The story had now become something of a sensation in the islands. Christ Church, and its rector, the Rev. Thomas Orderson, became the focus of unwelcome curiosity. He showed understandable impatience with some of the sensation-seekers; but to those whose rank demanded politeness he explained that he and a magistrate had made a careful search of the vault after the last desecration, trying to find how the vandals had got in. There was undoubtedly no secret door; the floor, walls and curved ceiling were solid and uncracked. He was also convinced that the problem had not been caused by flooding. Although the vault was two feet below ground-level, it had been excavated out of solid limestone. And floods would have left some mark. Besides, it was unlikely that heavy leaden coffins would float. Orderson naturally dismissed the theory held by the local black population that the tomb had some kind of curse on it, and that supernatural forces were responsible.

By the time the next and last burial took place, there was universal interest and excitement. On 7 July 1819 (other accounts say the 17th), Mrs Thomazina Clarke was carried into the vault in a cedar coffin. The cement took a long time to remove from the door – it had been used in abundance to reseal the vault – and even when it had been chipped away, the door still refused to yield. Considerable effort revealed that the massive leaden coffin of Thomas Chase was now jammed against it, six feet from where it had been placed. All the other coffins were disturbed, with the exception of the wire-bound coffin of Mrs Goddard. This seemed to prove that flooding was not the answer – would leaden coffins float when wooden planks lay unmoved?

The governor, Lord Combermere, had been one of the first into the vault. He now ordered an exhaustive search. But it only verified what Orderson had said earlier; there was no way that vandals could have forced their way into the vault, no hidden trapdoor, no entrance for floodwater.
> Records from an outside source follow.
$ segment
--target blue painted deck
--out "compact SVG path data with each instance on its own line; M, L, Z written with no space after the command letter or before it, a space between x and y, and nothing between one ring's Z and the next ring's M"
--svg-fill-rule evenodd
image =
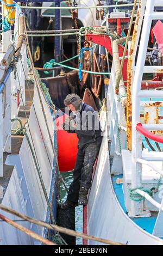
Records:
M112 176L112 181L114 188L116 194L117 199L123 209L124 212L127 214L127 212L124 205L124 196L122 190L122 184L117 184L116 180L117 178L122 178L123 175L118 175ZM142 228L143 229L152 234L154 224L156 221L156 216L152 216L148 218L132 218L132 221L134 221L137 225Z

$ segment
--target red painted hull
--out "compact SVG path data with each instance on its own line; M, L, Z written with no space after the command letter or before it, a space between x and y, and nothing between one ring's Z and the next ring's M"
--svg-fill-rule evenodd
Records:
M60 172L74 169L78 152L78 139L76 133L64 131L61 125L67 116L64 114L56 119L58 138L58 164Z

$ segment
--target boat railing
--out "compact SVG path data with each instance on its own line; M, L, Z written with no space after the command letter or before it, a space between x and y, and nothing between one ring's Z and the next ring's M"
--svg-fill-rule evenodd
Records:
M16 7L12 44L11 30L3 32L2 36L2 52L0 53L0 177L3 176L3 153L11 152L11 119L17 117L21 100L25 100L22 70L22 65L26 66L26 46L23 44L24 22L23 14ZM18 96L20 90L22 97Z
M112 63L107 95L107 126L111 173L122 173L121 150L125 148L126 121L124 108L116 93L116 76ZM118 164L118 167L117 167Z
M154 98L163 99L163 90L141 89L142 79L144 73L162 73L162 66L145 66L152 21L153 20L162 19L162 11L154 11L154 8L162 6L162 1L147 0L146 1L146 8L141 32L142 36L141 37L136 65L135 67L133 67L133 70L134 76L132 92L132 149L131 152L131 189L134 190L134 192L136 190L138 194L145 197L147 200L156 206L157 208L159 208L160 210L160 210L162 210L162 206L161 208L160 204L153 199L149 194L147 195L147 193L139 189L139 188L142 187L142 170L143 164L148 166L148 167L152 168L154 171L160 173L161 175L163 174L162 170L158 168L153 163L151 163L151 162L156 161L160 162L160 163L162 162L163 157L160 156L160 153L155 151L153 153L149 152L148 154L143 154L142 151L142 140L143 137L142 136L142 135L143 135L146 137L157 142L162 143L163 139L161 136L153 134L153 132L152 133L148 130L151 131L154 131L154 133L156 132L156 131L161 130L161 133L163 130L163 125L160 123L159 120L156 121L156 117L154 117L154 112L153 112L154 117L152 118L148 118L148 120L145 120L145 124L141 124L140 113L141 100L145 100L142 98L148 98L151 99L150 104L149 104L149 105L150 105L150 107L155 106L158 108L159 107L159 105L156 106L156 102L155 101L157 101L158 103L160 103L162 102L159 102L158 100L154 100ZM141 28L141 24L140 26L140 28ZM160 100L161 101L162 100ZM151 111L151 112L152 113L152 111ZM149 118L149 113L147 113L147 114L148 115L147 115L147 117ZM156 123L154 123L155 122ZM147 212L146 213L146 211L144 211L143 208L143 204L142 203L141 200L131 200L130 216L133 217L139 215L147 216ZM159 215L158 217L159 217Z

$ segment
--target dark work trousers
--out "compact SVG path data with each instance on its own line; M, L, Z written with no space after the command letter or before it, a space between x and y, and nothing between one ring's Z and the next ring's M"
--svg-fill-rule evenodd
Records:
M98 155L100 144L92 143L78 149L71 183L67 199L77 202L80 187L89 190L91 186L93 167Z

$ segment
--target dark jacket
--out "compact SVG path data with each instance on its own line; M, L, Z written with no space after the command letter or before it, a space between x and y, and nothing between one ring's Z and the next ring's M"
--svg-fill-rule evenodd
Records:
M102 142L101 125L97 111L84 102L82 109L75 119L76 129L74 131L79 139L78 148L82 148L91 143L100 144Z

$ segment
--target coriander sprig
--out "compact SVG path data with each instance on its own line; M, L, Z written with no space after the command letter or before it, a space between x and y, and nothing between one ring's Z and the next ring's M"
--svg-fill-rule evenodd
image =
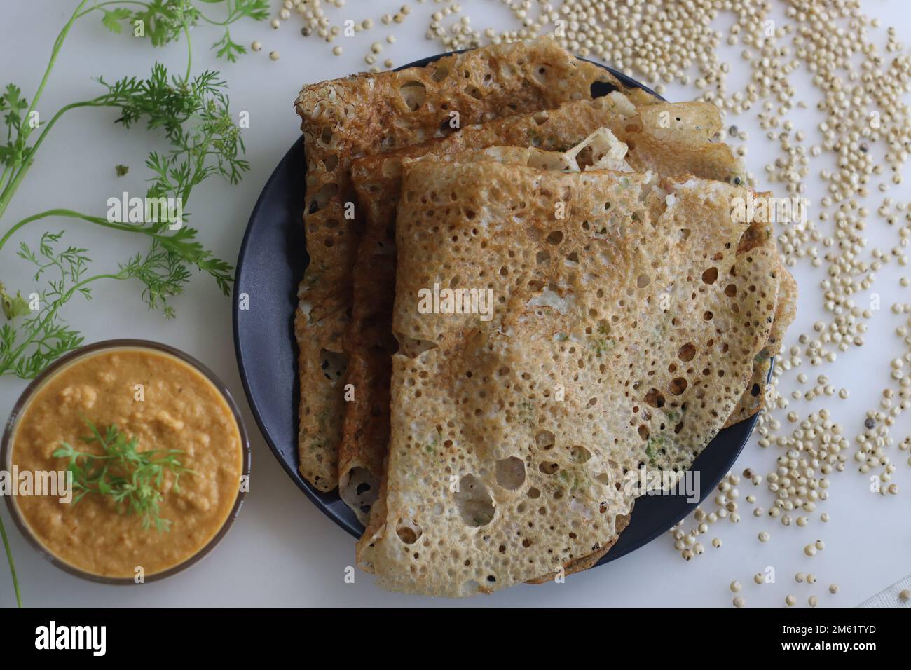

Before he ordered the tomb resealed, the governor ordered that the floor should be sprinkled with sand, which would show footprints. Then once more the door was cemented shut. Combermere even used his private seal on it so that it could not be opened and then recemented without leaving obvious traces.

Eight months later, on 18 April 1820, a party was gathered at Lord Combermere’s residence, and conversation turned as it often did on the vault. Finally, the governor decided that they would go and investigate whether their precautions had been effective. There were nine of them in all, including the governor, the rector, and two masons. They verified that the cement was undisturbed and the seals intact. Then the masons opened the door. Once again the place was in chaos. A child’s coffin lay on the steps that led down into the chamber, while Thomas Chase’s coffin was upside down. Only Mrs Goddard’s bundle of planks remained undisturbed. The sand on the floor was still unmarked. Once again the masons struck the walls with their hammers, looking for a secret entrance. And finally, when it seemed obvious that the mystery was insoluble, Lord Combermere ordered that the coffins should be removed and buried elsewhere. After that the tomb remained empty.